Alheli Aranda Britez is studying piano at Pittsburg State University, but performed on the guitar during the fair.
“The guitar is an instrument you can carry with you,” she said.
She said Paraguay is a country of 7 million, and events like Saturday’s help expose people to the South American nation’s loves, including soccer, great food and great music.
“This is our chance to let people know where Paraguay is,” Britez said.
She said Paraguay has a very organic diet and is a heavily agricultural nation.
The group has developed a reputation for its food, and Britez said the Paraguayan students made 75 empanadas for the event and sold out within 12 minutes. They also had chipa guasu, a corn casserole, for those who came later.
Students from Brazil reported their coconut balls and chocolate balls also were extremely popular and sold out in less than an hour.
Henrique Kremer said the Brazilian culture is a beautiful culture known for its dances and people.

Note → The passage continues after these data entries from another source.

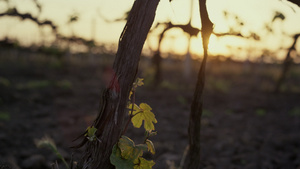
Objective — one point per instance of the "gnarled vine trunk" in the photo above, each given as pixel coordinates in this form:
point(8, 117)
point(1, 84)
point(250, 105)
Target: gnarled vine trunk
point(110, 120)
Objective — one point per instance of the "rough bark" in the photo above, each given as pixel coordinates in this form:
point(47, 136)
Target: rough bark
point(193, 158)
point(110, 120)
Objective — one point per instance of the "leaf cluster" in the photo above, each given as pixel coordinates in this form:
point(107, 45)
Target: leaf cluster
point(126, 154)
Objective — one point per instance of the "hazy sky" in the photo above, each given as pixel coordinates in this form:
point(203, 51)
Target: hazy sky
point(255, 14)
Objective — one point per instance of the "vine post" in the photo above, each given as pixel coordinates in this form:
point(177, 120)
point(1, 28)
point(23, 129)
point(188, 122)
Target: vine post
point(193, 157)
point(112, 115)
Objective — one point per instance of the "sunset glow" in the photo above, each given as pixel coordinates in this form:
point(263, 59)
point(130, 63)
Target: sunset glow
point(254, 14)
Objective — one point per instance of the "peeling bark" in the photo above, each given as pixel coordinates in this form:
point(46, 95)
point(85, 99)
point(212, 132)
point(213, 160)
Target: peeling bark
point(112, 115)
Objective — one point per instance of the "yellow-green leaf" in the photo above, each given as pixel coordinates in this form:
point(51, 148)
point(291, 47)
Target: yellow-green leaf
point(129, 150)
point(144, 164)
point(150, 146)
point(117, 160)
point(135, 109)
point(144, 114)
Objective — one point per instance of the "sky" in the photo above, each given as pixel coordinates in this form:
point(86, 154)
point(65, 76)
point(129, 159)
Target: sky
point(255, 14)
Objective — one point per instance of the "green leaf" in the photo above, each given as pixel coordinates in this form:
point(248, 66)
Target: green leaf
point(150, 146)
point(144, 164)
point(129, 150)
point(144, 114)
point(117, 160)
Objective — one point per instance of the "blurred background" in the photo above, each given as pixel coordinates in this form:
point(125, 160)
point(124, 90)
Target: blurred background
point(56, 57)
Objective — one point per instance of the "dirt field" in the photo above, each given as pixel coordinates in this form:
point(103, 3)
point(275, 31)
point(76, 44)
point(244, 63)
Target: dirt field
point(244, 125)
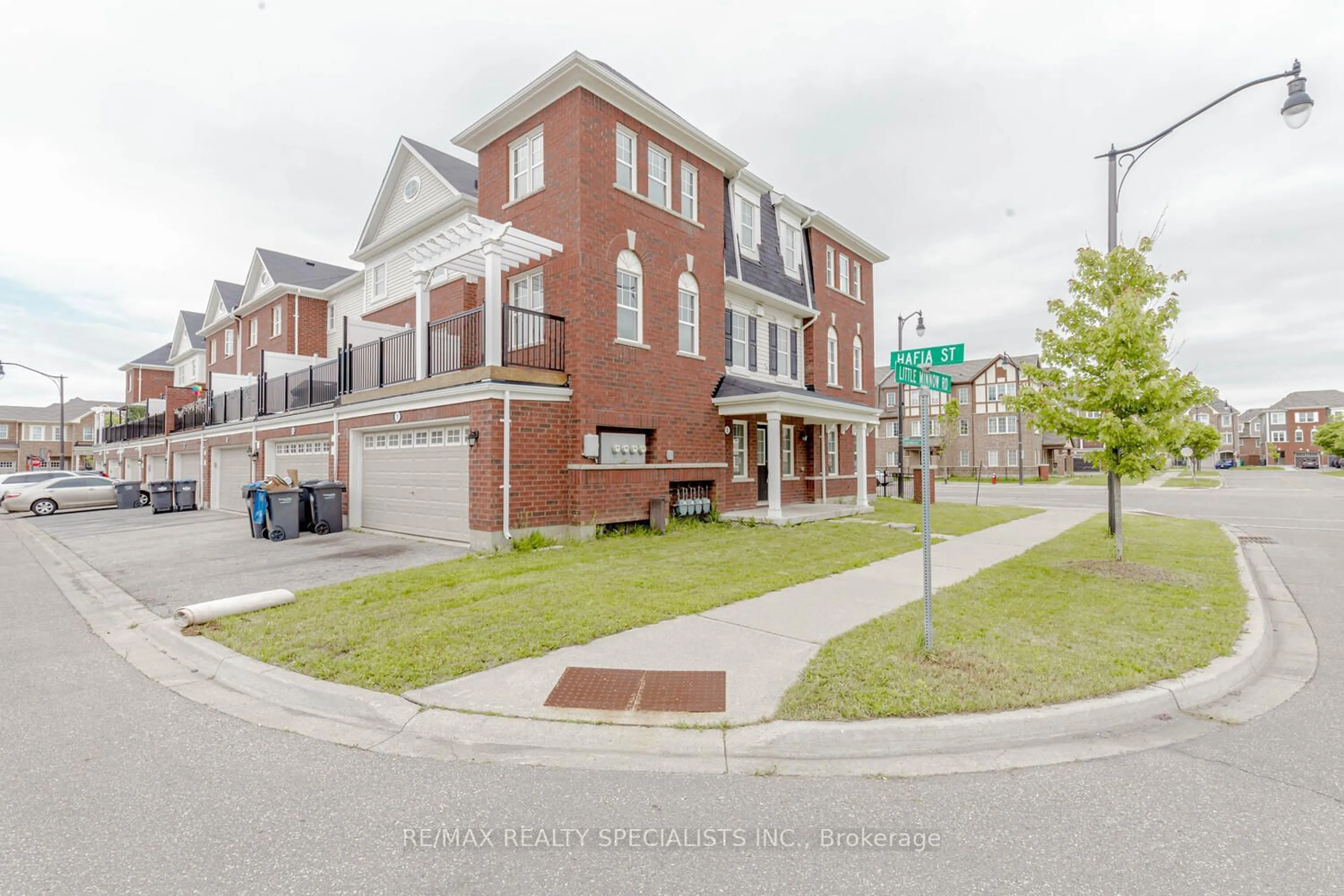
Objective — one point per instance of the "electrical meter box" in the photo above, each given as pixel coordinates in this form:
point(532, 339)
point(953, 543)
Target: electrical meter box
point(623, 448)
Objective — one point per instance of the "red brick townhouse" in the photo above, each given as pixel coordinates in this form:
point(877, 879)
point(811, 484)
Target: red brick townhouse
point(611, 308)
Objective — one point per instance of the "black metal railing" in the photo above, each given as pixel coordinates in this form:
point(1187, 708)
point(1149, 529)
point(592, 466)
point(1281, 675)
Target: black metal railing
point(530, 339)
point(457, 343)
point(190, 417)
point(533, 339)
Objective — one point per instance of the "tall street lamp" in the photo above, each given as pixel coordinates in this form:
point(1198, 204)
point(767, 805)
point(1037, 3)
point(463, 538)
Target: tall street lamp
point(1296, 111)
point(61, 387)
point(901, 404)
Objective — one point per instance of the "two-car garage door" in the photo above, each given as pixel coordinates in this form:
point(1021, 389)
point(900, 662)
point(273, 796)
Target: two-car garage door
point(416, 481)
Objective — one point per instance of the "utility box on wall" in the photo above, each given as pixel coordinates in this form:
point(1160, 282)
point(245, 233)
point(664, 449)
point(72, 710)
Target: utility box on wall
point(623, 448)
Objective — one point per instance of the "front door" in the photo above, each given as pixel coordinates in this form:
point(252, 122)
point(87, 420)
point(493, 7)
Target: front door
point(763, 465)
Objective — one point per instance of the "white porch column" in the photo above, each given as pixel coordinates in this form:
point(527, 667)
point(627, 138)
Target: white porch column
point(422, 324)
point(861, 455)
point(492, 250)
point(775, 465)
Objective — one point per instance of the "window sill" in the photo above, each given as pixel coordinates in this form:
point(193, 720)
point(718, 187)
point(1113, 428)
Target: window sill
point(523, 198)
point(650, 202)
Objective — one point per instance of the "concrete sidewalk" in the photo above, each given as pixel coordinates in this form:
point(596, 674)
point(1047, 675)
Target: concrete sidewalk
point(763, 644)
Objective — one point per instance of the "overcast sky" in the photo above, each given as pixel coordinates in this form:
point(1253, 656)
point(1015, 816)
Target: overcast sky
point(146, 148)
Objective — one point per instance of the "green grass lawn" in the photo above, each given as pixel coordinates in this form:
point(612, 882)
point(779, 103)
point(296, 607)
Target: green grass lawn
point(414, 628)
point(948, 519)
point(1203, 481)
point(1059, 622)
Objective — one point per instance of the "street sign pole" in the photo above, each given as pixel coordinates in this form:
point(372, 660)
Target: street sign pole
point(924, 498)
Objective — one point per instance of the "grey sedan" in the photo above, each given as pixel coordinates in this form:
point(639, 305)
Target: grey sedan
point(68, 493)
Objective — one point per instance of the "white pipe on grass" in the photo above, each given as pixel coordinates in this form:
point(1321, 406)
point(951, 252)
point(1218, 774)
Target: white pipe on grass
point(198, 613)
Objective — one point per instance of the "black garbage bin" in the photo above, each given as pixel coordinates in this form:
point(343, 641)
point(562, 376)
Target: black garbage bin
point(259, 527)
point(283, 514)
point(322, 511)
point(185, 495)
point(128, 493)
point(160, 496)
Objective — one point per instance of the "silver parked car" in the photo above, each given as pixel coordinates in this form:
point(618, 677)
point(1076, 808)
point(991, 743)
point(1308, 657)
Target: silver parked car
point(64, 493)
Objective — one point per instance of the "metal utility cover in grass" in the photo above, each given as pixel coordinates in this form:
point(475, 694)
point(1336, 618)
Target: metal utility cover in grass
point(647, 690)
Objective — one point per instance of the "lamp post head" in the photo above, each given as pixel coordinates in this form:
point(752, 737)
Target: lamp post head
point(1297, 108)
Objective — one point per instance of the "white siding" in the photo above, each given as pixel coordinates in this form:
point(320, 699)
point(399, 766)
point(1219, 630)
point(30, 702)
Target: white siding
point(349, 303)
point(433, 195)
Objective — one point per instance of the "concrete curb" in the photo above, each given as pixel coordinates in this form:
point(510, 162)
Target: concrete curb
point(1139, 719)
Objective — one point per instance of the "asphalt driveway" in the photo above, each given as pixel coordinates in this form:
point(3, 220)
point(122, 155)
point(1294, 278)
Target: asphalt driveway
point(170, 559)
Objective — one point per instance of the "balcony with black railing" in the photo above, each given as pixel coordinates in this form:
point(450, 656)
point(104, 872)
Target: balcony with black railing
point(456, 343)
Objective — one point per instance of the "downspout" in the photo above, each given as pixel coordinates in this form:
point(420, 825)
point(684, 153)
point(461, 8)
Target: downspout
point(509, 535)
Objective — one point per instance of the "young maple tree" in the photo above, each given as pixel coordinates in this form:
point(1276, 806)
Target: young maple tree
point(1105, 369)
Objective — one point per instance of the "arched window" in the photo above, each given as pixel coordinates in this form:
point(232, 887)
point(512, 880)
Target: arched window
point(630, 298)
point(689, 315)
point(832, 358)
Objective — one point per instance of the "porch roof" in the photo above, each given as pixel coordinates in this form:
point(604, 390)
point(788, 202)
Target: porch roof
point(462, 248)
point(742, 396)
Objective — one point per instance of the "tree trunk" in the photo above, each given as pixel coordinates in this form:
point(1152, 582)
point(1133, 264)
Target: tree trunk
point(1117, 523)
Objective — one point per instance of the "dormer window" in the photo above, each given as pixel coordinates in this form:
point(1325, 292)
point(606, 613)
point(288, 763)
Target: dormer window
point(748, 214)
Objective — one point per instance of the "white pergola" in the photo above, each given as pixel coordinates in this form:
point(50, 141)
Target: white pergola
point(479, 248)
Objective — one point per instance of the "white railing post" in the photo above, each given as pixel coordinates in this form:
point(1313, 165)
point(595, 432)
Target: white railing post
point(422, 324)
point(492, 250)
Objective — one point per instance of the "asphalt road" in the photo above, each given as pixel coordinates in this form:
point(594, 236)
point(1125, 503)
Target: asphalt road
point(111, 784)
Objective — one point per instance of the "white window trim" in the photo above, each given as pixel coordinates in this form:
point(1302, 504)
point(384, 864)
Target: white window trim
point(687, 285)
point(740, 426)
point(691, 198)
point(752, 250)
point(635, 159)
point(534, 182)
point(639, 298)
point(667, 170)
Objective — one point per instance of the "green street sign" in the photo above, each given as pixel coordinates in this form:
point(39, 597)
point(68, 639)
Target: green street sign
point(917, 378)
point(936, 357)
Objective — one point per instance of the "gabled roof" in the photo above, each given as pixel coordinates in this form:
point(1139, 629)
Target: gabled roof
point(229, 293)
point(1312, 398)
point(158, 358)
point(577, 70)
point(76, 409)
point(457, 175)
point(292, 271)
point(460, 174)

Saudi Arabian students brought food that varied according to their home regions.
“We have the same religion, but we have different food,” said Esraa Almaeina, who came from the western region of Saudi Arabia to Pittsburg in 2006 to study technology engineering education. “All of us, we like rice with meat. We usually use lamb and chicken.”
She said the most popular dish in Saudi Arabia is kabsa, or a dish in which the lamb is cooked and then the rice is added to it, but which is served with the rice first and then the meat.
Almaeina said she was eager to break the stereotype of camels, sand, tents and women who aren’t allowed to do anything.
Page 2 of 2 - “We’re crazy about technology,” she said, adding that her husband recently returned from Saudi Arabia and brought her a phone that isn’t yet available in the United States. “We have a lot of technology.”
Almaeina said not many Saudi Arabian students attended Pitt State when she first arrived, but that the numbers have grown, as has the opportunity to share her culture.
And, Korean Student Association event coordinator Young Joo Lee was happy to report that Psy’s daily diet likely includes kimchi, which is a traditional Korean dish of spicy fermented cabbage, and steamed rice.
On special occasions, he likely pairs it with bulgogi, a marinated meat dish made using beef or pork, which typically is served on holidays, birthdays or special occasions.
“This event was an opportunity for KSA to make people (be able) to experience Korean culture,” Lee said. “I believe the food is the culture.”
Lee said they prepared meals for 200 and were sold out of bulgogi in 50 minutes.
She also said the group has spent a week preparing for the event, including taking trips to Korean food shops in Kansas City for ingredients.
Willie Bergmann attended the event for the first time and said it was an enjoyable learning experience.
She said she tried food from Taiwan, Indonesia and Latin America, as well as a dessert from Egypt, and she admired the array of options.
“It was interesting,” she said. “There was so much to choose from.”